South African ceramicist and sculptor

Bonnie Ntshalintshali (1 January 1967 – 31 December 1999) was a South African ceramicist and sculptor.

==Early life==
Bonnie Mayvee Ntshalintshali was born on a farm in the Winterton district of KwaZulu-Natal in 1967. As a girl she survived polio and was considered unsuited to heavy physical farm work, so she was apprenticed to learn ceramics with Fée Halsted-Berning at Ardmore Ceramics. They first worked together in 1985. She had some further training at the University of Natal in 1990.

==Career==
At Ardmore, Bonnie Ntshalintshali was at first an apprentice, but in time she and Halsted ran the studio more as partners. In 1988 Ntshalintshali won the Corobrik National Ceramics Award. She and Halsted were jointly named winners of a Standard Bank Young Artist Award in 1990. The catalogue for this exhibition, written by South African fine artist Andrew Verster, described Ntshalintshali's ceramics as follows: "The characters in Bonnie's work, the animals, the birds and the people are all individuals. One is attracted to them precisely because they are such powerful personalities." In 1991, she was invited to design fabric prints based on her ceramics for a festival in Grahamstown. Her ceramics were featured at the Seville Expo in 1992, at the Venice Biennale in 1993, and at the South African Bienniale in 1995. Ntashalintashali's designs often drew from Zulu folk culture or Biblical motifs. Her sister-in-law Beauty Ntshalintshali, her half-brother Vuzi Ntshalintshali, and another relative, Somandla Ntshalintshali, all joined her at Ardmore and also learned the shop's distinctive style.

==Death and legacy==
Bonnie Ntshalintshali died in 1999, from illness related to HIV/AIDS. She was 32 years old.

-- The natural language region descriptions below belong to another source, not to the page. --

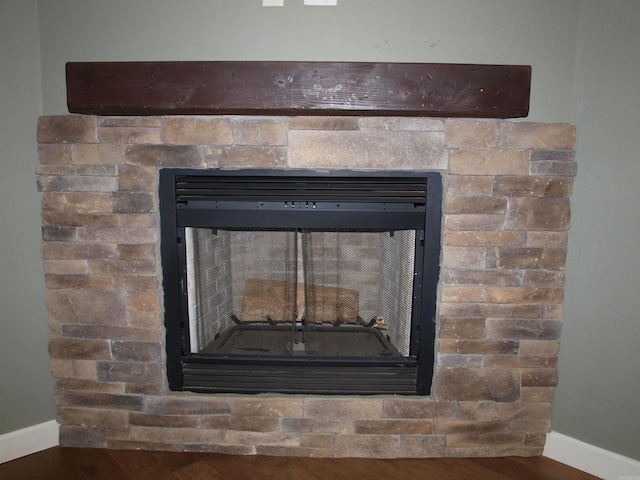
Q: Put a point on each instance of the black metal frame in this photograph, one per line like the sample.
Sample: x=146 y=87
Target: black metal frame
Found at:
x=300 y=199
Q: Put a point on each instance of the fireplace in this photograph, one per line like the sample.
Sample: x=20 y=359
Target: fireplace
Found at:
x=300 y=281
x=505 y=220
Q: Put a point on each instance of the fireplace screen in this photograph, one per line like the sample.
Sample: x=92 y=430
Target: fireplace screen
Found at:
x=299 y=282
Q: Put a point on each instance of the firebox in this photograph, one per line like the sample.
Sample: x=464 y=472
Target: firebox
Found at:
x=300 y=281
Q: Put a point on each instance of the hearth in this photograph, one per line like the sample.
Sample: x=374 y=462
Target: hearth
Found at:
x=300 y=281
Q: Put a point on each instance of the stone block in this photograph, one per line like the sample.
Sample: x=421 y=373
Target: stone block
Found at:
x=65 y=267
x=196 y=131
x=334 y=408
x=217 y=448
x=82 y=436
x=414 y=124
x=543 y=278
x=524 y=295
x=86 y=307
x=495 y=411
x=61 y=219
x=553 y=155
x=171 y=436
x=454 y=360
x=528 y=258
x=367 y=446
x=94 y=417
x=488 y=162
x=164 y=155
x=314 y=425
x=137 y=252
x=77 y=202
x=409 y=408
x=133 y=202
x=478 y=346
x=417 y=446
x=539 y=377
x=369 y=149
x=246 y=157
x=547 y=239
x=134 y=351
x=538 y=214
x=465 y=294
x=138 y=220
x=537 y=394
x=471 y=134
x=186 y=404
x=539 y=136
x=393 y=427
x=67 y=129
x=128 y=121
x=464 y=384
x=135 y=284
x=452 y=327
x=289 y=451
x=234 y=437
x=63 y=183
x=122 y=267
x=252 y=131
x=567 y=169
x=457 y=426
x=113 y=333
x=98 y=154
x=469 y=185
x=464 y=257
x=474 y=222
x=324 y=123
x=55 y=154
x=127 y=135
x=533 y=186
x=498 y=311
x=164 y=421
x=71 y=251
x=482 y=277
x=476 y=205
x=91 y=282
x=240 y=423
x=74 y=369
x=137 y=178
x=112 y=401
x=480 y=238
x=523 y=329
x=484 y=440
x=539 y=348
x=267 y=407
x=130 y=372
x=143 y=302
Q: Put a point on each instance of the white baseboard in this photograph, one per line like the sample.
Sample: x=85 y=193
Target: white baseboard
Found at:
x=28 y=440
x=591 y=459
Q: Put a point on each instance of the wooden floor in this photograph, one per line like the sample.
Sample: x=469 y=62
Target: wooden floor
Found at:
x=75 y=463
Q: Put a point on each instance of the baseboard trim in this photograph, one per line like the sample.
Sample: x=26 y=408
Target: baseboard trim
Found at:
x=591 y=459
x=28 y=440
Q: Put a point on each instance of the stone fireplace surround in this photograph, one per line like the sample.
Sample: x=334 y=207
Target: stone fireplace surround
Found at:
x=506 y=217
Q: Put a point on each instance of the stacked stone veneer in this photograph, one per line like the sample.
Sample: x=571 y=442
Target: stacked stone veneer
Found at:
x=500 y=299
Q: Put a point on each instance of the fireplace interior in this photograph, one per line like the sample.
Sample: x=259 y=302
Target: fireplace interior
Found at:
x=300 y=281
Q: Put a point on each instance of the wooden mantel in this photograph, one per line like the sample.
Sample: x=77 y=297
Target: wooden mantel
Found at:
x=298 y=88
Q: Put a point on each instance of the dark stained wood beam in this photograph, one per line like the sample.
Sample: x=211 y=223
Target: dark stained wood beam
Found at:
x=298 y=88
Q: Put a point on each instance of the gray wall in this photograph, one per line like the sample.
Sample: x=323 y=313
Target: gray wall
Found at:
x=585 y=63
x=26 y=387
x=599 y=392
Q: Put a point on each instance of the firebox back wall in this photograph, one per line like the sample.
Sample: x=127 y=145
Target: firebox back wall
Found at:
x=500 y=302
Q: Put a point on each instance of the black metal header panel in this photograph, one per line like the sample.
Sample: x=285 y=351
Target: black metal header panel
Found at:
x=301 y=189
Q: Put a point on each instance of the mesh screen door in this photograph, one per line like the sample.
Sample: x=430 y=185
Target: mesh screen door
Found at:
x=305 y=293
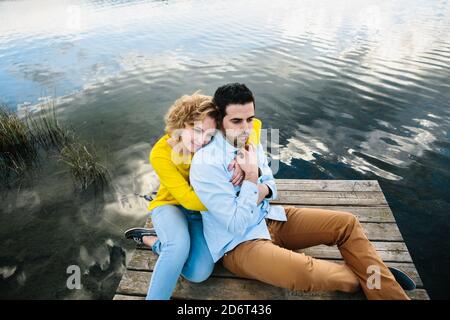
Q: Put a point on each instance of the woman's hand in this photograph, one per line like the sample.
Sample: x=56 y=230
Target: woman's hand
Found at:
x=238 y=174
x=263 y=191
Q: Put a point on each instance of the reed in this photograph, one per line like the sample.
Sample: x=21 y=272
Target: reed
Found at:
x=84 y=166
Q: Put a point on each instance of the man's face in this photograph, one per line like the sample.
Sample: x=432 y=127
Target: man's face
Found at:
x=238 y=123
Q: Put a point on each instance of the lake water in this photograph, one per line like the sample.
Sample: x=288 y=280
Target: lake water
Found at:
x=358 y=90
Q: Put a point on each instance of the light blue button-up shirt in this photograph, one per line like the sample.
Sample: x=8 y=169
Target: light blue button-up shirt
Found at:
x=233 y=215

In her memory, the Bonnie Ntshalintshali Museum was founded in 2003, the first museum in South Africa named for a black woman artist. The museum is situated on Ardmore Farm in Caversham, KwaZulu-Natal, and contains works by Ntshalintshali as well as pieces by other Ardmore artists. A picture book biography for young readers, Bonnie Ntshalintshali: A New Way with Paint and Clay was published in 2006. Ardmore: We Are Because of Others, a book by Fée Halsted-Berning that details the history of Ardmore ceramics, and contains many details about Ntshalintshali's life and work (including images of her ceramics) was published in 2012.